Westerman's requests include improvements to the U.S. 82 corridor; an extension of the Texarkana Regional Airport's primary runway; and efforts addressing bank stabilization and flood management along the Red River.
Westerman told the Democrat-Gazette he was wary of the community project funding requests when lawmakers reintroduced earmarks at the start of the 117th Congress. He opted not to make any requests in 2021. He came around to the process, noting the program has standards to prevent supporting a lawmaker's pet project.
"It's federal money and, again, there's a set amount of money that's going to be appropriated," he said. "If I don't request money for my district, it still gets appropriated and somebody else will determine where it gets spent."
Boozman recommended 48 projects worth a combined $424.8 million to the Senate Appropriations Committee.
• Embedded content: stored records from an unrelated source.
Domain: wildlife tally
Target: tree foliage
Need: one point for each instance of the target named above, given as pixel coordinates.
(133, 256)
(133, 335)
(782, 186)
The Rogers senator serves on the committee as the top Republican on the Military Construction, Veterans Affairs, and Related Agencies Subcommittee.
Highlights of Boozman's submissions include $75 million for Interstate 49 construction near Fort Smith; $15 million for the Lyon College School of Oral Health and Dental Medicine for addressing the shortage of dental professionals; and two requests totaling $45 million for water supply sources in central Arkansas.
Some of Boozman's requests overlap with his House counterparts, such as Crawford's request regarding Mountain Home water projects and Womack's interest in studying the White River Basin.
"Stakeholders across Arkansas have shared their priorities with us and now we're making the case for their tax dollars to be invested back into the state through the committee process," Boozman told the Democrat-Gazette in a statement.
"Proactively identifying projects important to local communities and our state is the best way to ensure we're using resources in a responsible, effective manner instead of leaving the decision to Washington bureaucrats."